There’s no silver bullet, but perseverance and grit are required, she said, “It’s an endurance race.”

Few companies that sell products like theirs at their scale commit to such high-quality ingredients while investing in their community by sourcing them locally. Appalachian Naturals has proven it’s possible, and hopes the industry follows suit.

In terms of using better ingredients, Barry thinks that’s already happening. “I’ve watched competitors change what they’re doing because of us, and I like that,” she said. 

“A big chunk of our population is on a mission to eat healthy — great,” Barry said. “While we’re making healthy products, we can do it with conscious attention to supporting the local economy.”

In all, 89 percent of Appalachian Naturals’ materials are locally grown or locally sourced, meaning if they’re grown elsewhere, they work with a local company to procure them. “The more I can go pick up my maple syrup, honey, cranberries, milk and other things myself, the better I feel,” she said.

For a company their size, this is no small impact.

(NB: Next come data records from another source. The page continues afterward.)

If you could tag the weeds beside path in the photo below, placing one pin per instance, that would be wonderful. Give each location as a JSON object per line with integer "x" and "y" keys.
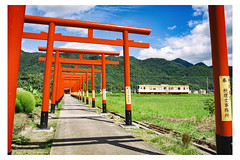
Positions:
{"x": 27, "y": 140}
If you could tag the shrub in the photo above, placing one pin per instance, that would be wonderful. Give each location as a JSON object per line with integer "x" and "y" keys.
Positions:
{"x": 27, "y": 101}
{"x": 209, "y": 106}
{"x": 18, "y": 106}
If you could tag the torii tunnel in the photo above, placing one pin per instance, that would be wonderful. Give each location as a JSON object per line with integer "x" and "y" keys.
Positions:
{"x": 17, "y": 17}
{"x": 101, "y": 62}
{"x": 92, "y": 70}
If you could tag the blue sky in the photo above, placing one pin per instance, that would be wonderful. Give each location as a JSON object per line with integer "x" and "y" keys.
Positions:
{"x": 178, "y": 31}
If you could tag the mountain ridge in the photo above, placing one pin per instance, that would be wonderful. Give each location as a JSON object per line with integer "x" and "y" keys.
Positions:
{"x": 148, "y": 71}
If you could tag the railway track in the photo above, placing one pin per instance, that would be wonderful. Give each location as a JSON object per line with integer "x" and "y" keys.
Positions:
{"x": 199, "y": 143}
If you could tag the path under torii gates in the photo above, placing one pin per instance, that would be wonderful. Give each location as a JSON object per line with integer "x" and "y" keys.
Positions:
{"x": 82, "y": 131}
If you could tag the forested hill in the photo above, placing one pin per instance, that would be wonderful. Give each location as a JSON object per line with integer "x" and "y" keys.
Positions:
{"x": 149, "y": 71}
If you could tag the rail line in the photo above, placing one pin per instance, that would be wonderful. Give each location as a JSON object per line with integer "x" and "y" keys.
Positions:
{"x": 199, "y": 143}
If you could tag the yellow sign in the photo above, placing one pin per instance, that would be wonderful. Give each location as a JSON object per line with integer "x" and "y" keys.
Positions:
{"x": 225, "y": 97}
{"x": 93, "y": 93}
{"x": 104, "y": 94}
{"x": 128, "y": 95}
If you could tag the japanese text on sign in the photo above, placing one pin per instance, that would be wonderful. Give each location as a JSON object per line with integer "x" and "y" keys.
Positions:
{"x": 104, "y": 94}
{"x": 93, "y": 93}
{"x": 225, "y": 96}
{"x": 128, "y": 95}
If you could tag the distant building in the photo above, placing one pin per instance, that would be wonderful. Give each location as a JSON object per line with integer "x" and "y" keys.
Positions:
{"x": 163, "y": 89}
{"x": 202, "y": 91}
{"x": 195, "y": 91}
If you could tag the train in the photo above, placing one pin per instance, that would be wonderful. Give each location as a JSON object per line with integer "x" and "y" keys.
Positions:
{"x": 163, "y": 89}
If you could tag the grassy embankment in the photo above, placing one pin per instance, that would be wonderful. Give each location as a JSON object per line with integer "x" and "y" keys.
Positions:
{"x": 26, "y": 139}
{"x": 184, "y": 113}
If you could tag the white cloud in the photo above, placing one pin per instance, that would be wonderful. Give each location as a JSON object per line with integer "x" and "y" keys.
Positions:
{"x": 193, "y": 23}
{"x": 200, "y": 10}
{"x": 63, "y": 10}
{"x": 88, "y": 46}
{"x": 171, "y": 28}
{"x": 195, "y": 47}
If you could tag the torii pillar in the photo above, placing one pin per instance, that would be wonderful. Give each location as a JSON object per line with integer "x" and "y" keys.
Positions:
{"x": 221, "y": 79}
{"x": 16, "y": 15}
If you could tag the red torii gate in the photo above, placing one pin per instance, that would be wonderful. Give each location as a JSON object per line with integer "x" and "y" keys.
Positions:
{"x": 92, "y": 70}
{"x": 15, "y": 32}
{"x": 99, "y": 62}
{"x": 51, "y": 37}
{"x": 103, "y": 62}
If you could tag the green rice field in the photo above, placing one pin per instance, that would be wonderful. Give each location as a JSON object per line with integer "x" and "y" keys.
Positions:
{"x": 184, "y": 113}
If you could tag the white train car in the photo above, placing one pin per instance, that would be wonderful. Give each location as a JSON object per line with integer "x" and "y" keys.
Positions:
{"x": 163, "y": 89}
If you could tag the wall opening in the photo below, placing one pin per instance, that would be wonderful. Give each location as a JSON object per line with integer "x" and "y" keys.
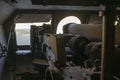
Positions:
{"x": 66, "y": 20}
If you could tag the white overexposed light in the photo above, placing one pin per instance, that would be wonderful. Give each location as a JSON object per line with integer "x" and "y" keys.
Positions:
{"x": 66, "y": 20}
{"x": 23, "y": 32}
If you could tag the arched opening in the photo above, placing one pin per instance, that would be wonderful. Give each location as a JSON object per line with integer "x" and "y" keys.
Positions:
{"x": 66, "y": 20}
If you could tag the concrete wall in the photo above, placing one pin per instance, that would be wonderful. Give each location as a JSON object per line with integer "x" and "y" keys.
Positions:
{"x": 3, "y": 41}
{"x": 5, "y": 11}
{"x": 91, "y": 31}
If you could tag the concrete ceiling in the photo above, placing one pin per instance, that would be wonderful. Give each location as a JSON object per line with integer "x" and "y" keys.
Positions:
{"x": 27, "y": 4}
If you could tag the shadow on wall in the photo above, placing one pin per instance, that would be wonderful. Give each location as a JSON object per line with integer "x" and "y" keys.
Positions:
{"x": 92, "y": 31}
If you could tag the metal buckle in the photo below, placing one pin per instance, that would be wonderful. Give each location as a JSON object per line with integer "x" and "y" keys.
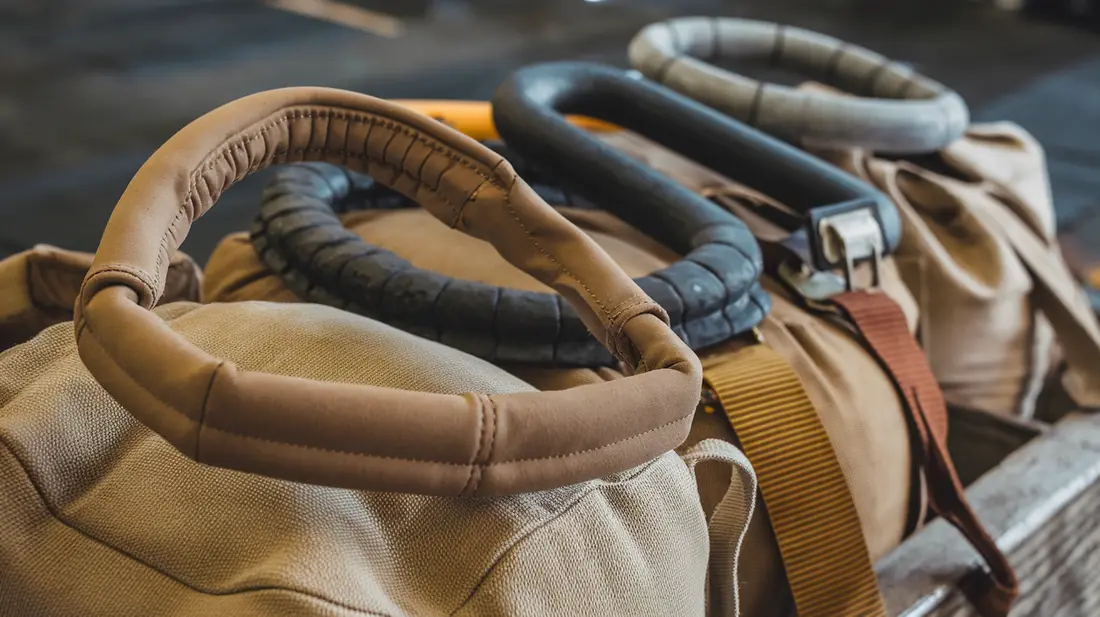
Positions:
{"x": 853, "y": 237}
{"x": 813, "y": 286}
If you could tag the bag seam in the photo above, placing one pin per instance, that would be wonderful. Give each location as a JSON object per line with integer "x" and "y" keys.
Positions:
{"x": 520, "y": 538}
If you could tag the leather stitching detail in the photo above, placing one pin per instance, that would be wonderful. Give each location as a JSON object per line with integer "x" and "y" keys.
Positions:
{"x": 481, "y": 439}
{"x": 241, "y": 141}
{"x": 121, "y": 268}
{"x": 666, "y": 426}
{"x": 491, "y": 406}
{"x": 530, "y": 237}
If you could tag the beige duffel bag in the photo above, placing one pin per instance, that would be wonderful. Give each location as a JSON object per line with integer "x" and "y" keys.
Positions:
{"x": 855, "y": 399}
{"x": 978, "y": 248}
{"x": 999, "y": 307}
{"x": 267, "y": 459}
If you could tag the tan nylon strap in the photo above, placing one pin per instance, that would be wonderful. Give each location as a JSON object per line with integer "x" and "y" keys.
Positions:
{"x": 882, "y": 326}
{"x": 812, "y": 511}
{"x": 1060, "y": 299}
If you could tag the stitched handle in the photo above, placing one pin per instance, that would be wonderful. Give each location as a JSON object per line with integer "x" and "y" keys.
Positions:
{"x": 365, "y": 437}
{"x": 908, "y": 112}
{"x": 528, "y": 109}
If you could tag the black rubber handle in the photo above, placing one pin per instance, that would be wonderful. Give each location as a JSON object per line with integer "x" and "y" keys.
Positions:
{"x": 529, "y": 109}
{"x": 711, "y": 296}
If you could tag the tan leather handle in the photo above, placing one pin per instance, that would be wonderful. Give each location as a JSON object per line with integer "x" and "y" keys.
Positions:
{"x": 365, "y": 437}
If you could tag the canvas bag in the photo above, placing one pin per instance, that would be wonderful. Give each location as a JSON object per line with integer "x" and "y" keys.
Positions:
{"x": 832, "y": 224}
{"x": 872, "y": 443}
{"x": 40, "y": 287}
{"x": 978, "y": 250}
{"x": 331, "y": 516}
{"x": 872, "y": 447}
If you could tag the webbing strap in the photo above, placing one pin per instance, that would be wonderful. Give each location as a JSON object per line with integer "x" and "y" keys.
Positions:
{"x": 882, "y": 326}
{"x": 814, "y": 518}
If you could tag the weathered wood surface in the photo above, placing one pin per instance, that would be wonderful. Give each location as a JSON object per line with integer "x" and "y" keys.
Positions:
{"x": 1041, "y": 504}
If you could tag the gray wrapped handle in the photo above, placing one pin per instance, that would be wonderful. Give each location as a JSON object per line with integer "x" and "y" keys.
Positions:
{"x": 903, "y": 113}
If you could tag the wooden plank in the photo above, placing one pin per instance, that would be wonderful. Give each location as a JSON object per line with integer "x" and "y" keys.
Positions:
{"x": 1041, "y": 506}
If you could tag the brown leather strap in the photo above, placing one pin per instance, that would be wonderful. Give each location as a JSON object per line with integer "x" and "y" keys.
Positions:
{"x": 811, "y": 508}
{"x": 882, "y": 326}
{"x": 355, "y": 436}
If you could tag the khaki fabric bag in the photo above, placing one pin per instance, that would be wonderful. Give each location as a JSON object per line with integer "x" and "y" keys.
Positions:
{"x": 40, "y": 286}
{"x": 856, "y": 400}
{"x": 978, "y": 250}
{"x": 272, "y": 459}
{"x": 979, "y": 253}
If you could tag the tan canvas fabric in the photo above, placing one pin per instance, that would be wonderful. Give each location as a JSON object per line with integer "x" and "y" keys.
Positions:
{"x": 859, "y": 407}
{"x": 237, "y": 458}
{"x": 100, "y": 516}
{"x": 987, "y": 338}
{"x": 40, "y": 284}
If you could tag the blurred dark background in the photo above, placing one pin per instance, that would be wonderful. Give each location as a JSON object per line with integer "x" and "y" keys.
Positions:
{"x": 90, "y": 88}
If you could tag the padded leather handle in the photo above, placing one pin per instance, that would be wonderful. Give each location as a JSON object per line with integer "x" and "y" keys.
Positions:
{"x": 906, "y": 112}
{"x": 528, "y": 109}
{"x": 365, "y": 437}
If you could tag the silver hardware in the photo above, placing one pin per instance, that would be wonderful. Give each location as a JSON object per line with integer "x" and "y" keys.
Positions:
{"x": 815, "y": 287}
{"x": 853, "y": 237}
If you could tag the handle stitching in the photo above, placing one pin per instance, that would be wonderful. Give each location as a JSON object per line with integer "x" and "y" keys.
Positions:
{"x": 240, "y": 141}
{"x": 660, "y": 428}
{"x": 567, "y": 272}
{"x": 367, "y": 118}
{"x": 494, "y": 418}
{"x": 481, "y": 440}
{"x": 121, "y": 268}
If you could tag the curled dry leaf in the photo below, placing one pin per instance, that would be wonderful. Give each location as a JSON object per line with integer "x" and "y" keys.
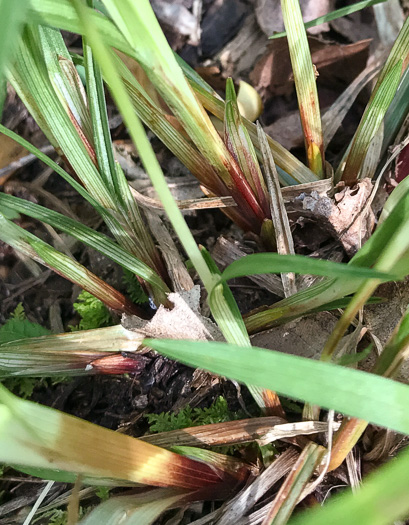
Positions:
{"x": 347, "y": 218}
{"x": 184, "y": 321}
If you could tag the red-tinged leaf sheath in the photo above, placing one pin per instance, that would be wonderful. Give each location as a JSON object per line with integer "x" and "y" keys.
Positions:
{"x": 242, "y": 186}
{"x": 131, "y": 459}
{"x": 117, "y": 364}
{"x": 107, "y": 294}
{"x": 345, "y": 439}
{"x": 239, "y": 145}
{"x": 314, "y": 148}
{"x": 84, "y": 140}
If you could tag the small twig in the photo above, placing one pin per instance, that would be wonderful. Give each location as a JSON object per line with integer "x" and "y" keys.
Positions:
{"x": 40, "y": 499}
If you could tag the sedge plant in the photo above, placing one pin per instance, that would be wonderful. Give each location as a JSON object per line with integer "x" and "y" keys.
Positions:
{"x": 235, "y": 160}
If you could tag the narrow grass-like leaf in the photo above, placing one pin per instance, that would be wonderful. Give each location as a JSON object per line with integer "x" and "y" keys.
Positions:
{"x": 370, "y": 123}
{"x": 64, "y": 16}
{"x": 382, "y": 499}
{"x": 227, "y": 314}
{"x": 35, "y": 436}
{"x": 40, "y": 251}
{"x": 91, "y": 238}
{"x": 280, "y": 223}
{"x": 335, "y": 114}
{"x": 13, "y": 16}
{"x": 259, "y": 263}
{"x": 331, "y": 386}
{"x": 138, "y": 509}
{"x": 99, "y": 117}
{"x": 397, "y": 112}
{"x": 333, "y": 15}
{"x": 49, "y": 162}
{"x": 305, "y": 84}
{"x": 74, "y": 353}
{"x": 291, "y": 490}
{"x": 141, "y": 141}
{"x": 240, "y": 146}
{"x": 331, "y": 289}
{"x": 30, "y": 79}
{"x": 141, "y": 29}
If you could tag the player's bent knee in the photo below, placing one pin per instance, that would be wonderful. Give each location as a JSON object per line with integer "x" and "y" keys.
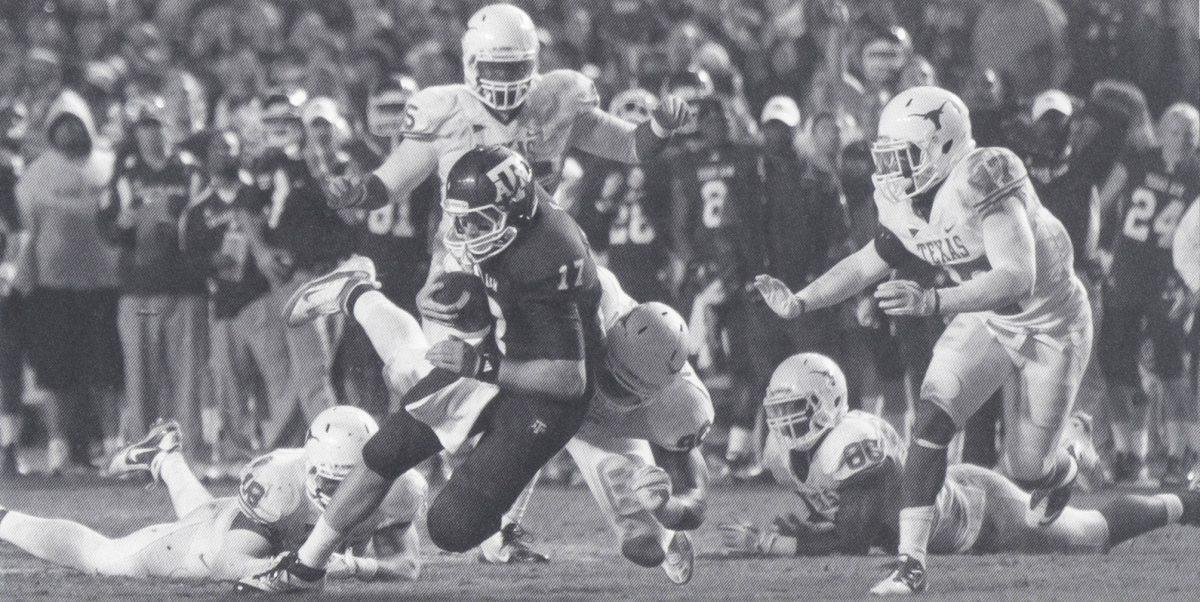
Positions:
{"x": 643, "y": 549}
{"x": 401, "y": 443}
{"x": 461, "y": 519}
{"x": 933, "y": 425}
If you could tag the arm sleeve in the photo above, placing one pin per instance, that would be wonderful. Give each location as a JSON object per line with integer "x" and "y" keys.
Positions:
{"x": 605, "y": 136}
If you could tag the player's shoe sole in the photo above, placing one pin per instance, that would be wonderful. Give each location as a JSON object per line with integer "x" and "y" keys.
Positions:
{"x": 327, "y": 295}
{"x": 163, "y": 437}
{"x": 907, "y": 578}
{"x": 681, "y": 559}
{"x": 1047, "y": 505}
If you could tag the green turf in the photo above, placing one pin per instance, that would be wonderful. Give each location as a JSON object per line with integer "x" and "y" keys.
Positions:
{"x": 1164, "y": 565}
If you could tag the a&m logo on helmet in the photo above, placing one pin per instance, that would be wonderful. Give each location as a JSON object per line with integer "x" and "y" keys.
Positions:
{"x": 511, "y": 176}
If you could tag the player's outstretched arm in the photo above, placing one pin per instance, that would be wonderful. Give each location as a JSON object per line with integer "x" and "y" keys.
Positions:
{"x": 1008, "y": 242}
{"x": 841, "y": 282}
{"x": 676, "y": 489}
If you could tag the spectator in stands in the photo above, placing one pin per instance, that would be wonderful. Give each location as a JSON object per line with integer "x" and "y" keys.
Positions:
{"x": 225, "y": 233}
{"x": 303, "y": 150}
{"x": 163, "y": 308}
{"x": 802, "y": 232}
{"x": 12, "y": 246}
{"x": 71, "y": 277}
{"x": 1025, "y": 41}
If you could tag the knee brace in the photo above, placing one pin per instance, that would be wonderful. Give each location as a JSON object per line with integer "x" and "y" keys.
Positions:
{"x": 401, "y": 444}
{"x": 462, "y": 517}
{"x": 933, "y": 427}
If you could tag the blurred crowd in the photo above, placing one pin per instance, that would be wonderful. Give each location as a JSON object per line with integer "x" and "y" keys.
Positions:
{"x": 161, "y": 170}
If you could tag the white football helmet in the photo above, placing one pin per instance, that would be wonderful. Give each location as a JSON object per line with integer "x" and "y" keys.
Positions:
{"x": 634, "y": 104}
{"x": 499, "y": 55}
{"x": 333, "y": 449}
{"x": 807, "y": 397}
{"x": 923, "y": 132}
{"x": 646, "y": 349}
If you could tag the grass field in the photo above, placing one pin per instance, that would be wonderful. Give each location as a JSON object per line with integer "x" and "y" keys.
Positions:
{"x": 1164, "y": 565}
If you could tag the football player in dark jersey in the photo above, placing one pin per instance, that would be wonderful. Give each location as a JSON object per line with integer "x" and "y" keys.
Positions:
{"x": 543, "y": 290}
{"x": 718, "y": 194}
{"x": 1143, "y": 302}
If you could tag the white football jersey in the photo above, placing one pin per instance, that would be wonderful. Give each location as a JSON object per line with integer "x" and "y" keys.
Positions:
{"x": 952, "y": 238}
{"x": 677, "y": 417}
{"x": 273, "y": 494}
{"x": 454, "y": 121}
{"x": 861, "y": 441}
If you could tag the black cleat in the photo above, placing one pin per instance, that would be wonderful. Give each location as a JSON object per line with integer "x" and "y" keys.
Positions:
{"x": 906, "y": 579}
{"x": 288, "y": 576}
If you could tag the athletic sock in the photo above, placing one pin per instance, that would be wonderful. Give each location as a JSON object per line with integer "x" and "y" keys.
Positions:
{"x": 321, "y": 545}
{"x": 916, "y": 524}
{"x": 1131, "y": 516}
{"x": 1189, "y": 506}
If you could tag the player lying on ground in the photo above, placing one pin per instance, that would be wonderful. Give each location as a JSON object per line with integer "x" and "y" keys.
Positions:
{"x": 523, "y": 389}
{"x": 281, "y": 495}
{"x": 846, "y": 468}
{"x": 1019, "y": 311}
{"x": 639, "y": 449}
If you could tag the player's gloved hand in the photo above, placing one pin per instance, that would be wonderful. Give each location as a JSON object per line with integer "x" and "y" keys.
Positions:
{"x": 343, "y": 191}
{"x": 906, "y": 298}
{"x": 744, "y": 540}
{"x": 778, "y": 296}
{"x": 792, "y": 525}
{"x": 437, "y": 311}
{"x": 671, "y": 114}
{"x": 652, "y": 486}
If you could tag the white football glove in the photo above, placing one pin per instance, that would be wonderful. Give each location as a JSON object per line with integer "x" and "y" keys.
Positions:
{"x": 906, "y": 298}
{"x": 652, "y": 487}
{"x": 778, "y": 296}
{"x": 744, "y": 540}
{"x": 671, "y": 114}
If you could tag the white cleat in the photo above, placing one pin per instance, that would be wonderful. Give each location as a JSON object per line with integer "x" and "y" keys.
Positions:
{"x": 681, "y": 559}
{"x": 162, "y": 438}
{"x": 327, "y": 295}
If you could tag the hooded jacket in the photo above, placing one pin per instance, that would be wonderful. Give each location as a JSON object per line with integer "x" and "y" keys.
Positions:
{"x": 58, "y": 198}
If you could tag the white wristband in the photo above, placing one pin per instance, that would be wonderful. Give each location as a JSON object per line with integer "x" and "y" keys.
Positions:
{"x": 365, "y": 569}
{"x": 661, "y": 132}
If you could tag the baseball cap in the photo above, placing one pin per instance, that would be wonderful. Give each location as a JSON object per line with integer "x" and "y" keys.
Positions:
{"x": 1051, "y": 100}
{"x": 781, "y": 108}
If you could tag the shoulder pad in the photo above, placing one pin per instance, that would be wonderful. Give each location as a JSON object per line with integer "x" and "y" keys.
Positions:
{"x": 682, "y": 414}
{"x": 427, "y": 110}
{"x": 991, "y": 172}
{"x": 856, "y": 445}
{"x": 574, "y": 90}
{"x": 271, "y": 486}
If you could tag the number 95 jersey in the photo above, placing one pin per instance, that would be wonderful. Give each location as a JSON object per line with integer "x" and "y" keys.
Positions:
{"x": 952, "y": 238}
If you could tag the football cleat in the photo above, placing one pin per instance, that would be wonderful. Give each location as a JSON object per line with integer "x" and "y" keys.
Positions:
{"x": 906, "y": 579}
{"x": 163, "y": 437}
{"x": 510, "y": 546}
{"x": 288, "y": 576}
{"x": 679, "y": 559}
{"x": 328, "y": 294}
{"x": 1047, "y": 504}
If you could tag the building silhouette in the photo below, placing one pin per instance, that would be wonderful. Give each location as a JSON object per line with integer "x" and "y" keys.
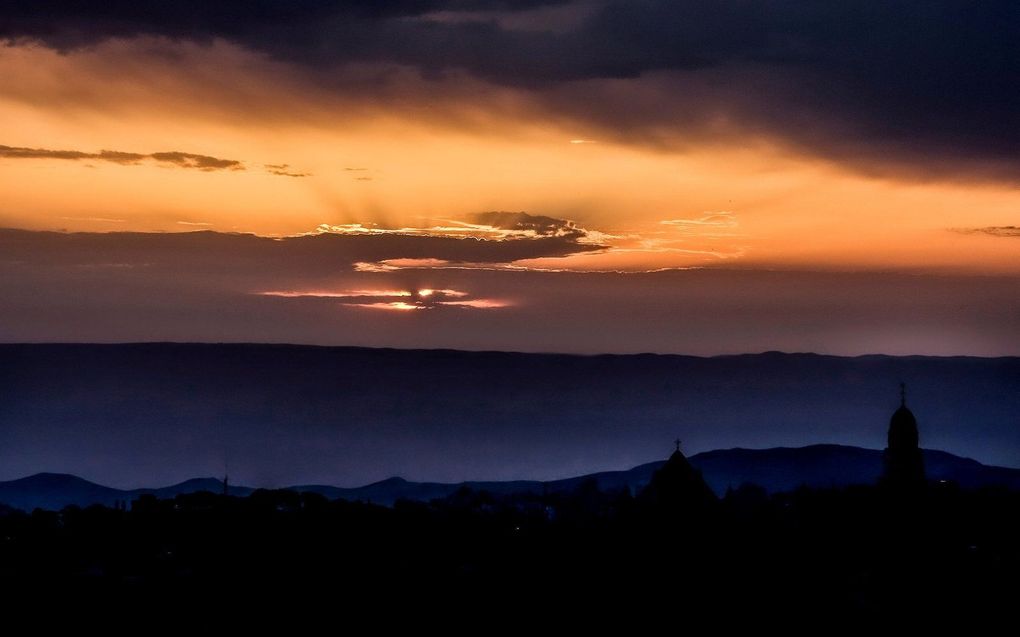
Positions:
{"x": 904, "y": 465}
{"x": 677, "y": 485}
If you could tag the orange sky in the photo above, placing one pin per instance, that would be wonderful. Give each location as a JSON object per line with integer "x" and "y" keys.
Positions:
{"x": 428, "y": 155}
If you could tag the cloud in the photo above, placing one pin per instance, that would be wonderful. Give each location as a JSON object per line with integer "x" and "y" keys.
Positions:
{"x": 991, "y": 230}
{"x": 927, "y": 88}
{"x": 399, "y": 300}
{"x": 284, "y": 170}
{"x": 175, "y": 158}
{"x": 493, "y": 225}
{"x": 713, "y": 219}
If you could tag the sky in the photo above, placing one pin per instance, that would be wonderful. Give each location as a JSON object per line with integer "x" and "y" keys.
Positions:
{"x": 537, "y": 175}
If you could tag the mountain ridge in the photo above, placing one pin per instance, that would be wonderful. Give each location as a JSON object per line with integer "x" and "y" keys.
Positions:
{"x": 775, "y": 469}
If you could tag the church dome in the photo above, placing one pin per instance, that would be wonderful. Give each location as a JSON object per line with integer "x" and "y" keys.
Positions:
{"x": 903, "y": 429}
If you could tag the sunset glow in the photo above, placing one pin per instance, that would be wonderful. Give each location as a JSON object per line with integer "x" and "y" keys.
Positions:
{"x": 430, "y": 164}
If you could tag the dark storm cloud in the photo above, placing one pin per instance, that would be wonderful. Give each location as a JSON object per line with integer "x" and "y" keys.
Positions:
{"x": 176, "y": 158}
{"x": 522, "y": 222}
{"x": 210, "y": 253}
{"x": 873, "y": 83}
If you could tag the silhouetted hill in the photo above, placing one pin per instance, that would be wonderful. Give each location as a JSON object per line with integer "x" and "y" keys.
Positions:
{"x": 134, "y": 414}
{"x": 781, "y": 469}
{"x": 56, "y": 490}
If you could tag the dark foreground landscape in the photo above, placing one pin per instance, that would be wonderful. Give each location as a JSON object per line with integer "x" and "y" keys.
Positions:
{"x": 673, "y": 547}
{"x": 786, "y": 535}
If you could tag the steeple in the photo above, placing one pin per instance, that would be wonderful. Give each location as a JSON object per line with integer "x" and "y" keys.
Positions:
{"x": 904, "y": 463}
{"x": 677, "y": 486}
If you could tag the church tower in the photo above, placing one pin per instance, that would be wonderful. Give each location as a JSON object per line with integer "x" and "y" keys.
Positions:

Last year they processed 36,000 pounds of fresh local tomatoes into salsa — more than the weight of a large school bus. They also bottled plain tomatoes for some of their supplier farms to market themselves. These kinds of synergistic relationships simply make good business sense.

What makes it all worth it? On a pure enjoyment level, it’s “when you open up a jar of salsa in February and it tastes just like that specific batch of summer tomatoes,” Barry said. Yet a deeper satisfaction comes from running things according to their principles, conventions be damned.

“Do I think it’s the most successful and profitable way to run a business? It depends on how you define profit and success,” Barry said. “For me they involve bringing value to other people’s lives, not just mine. I’ve often been told that’s not a good business model, but I’m stickin’ to it.”

Jacob Nelson is communications coordinator for CISA (Community Involved in Sustaining Agriculture).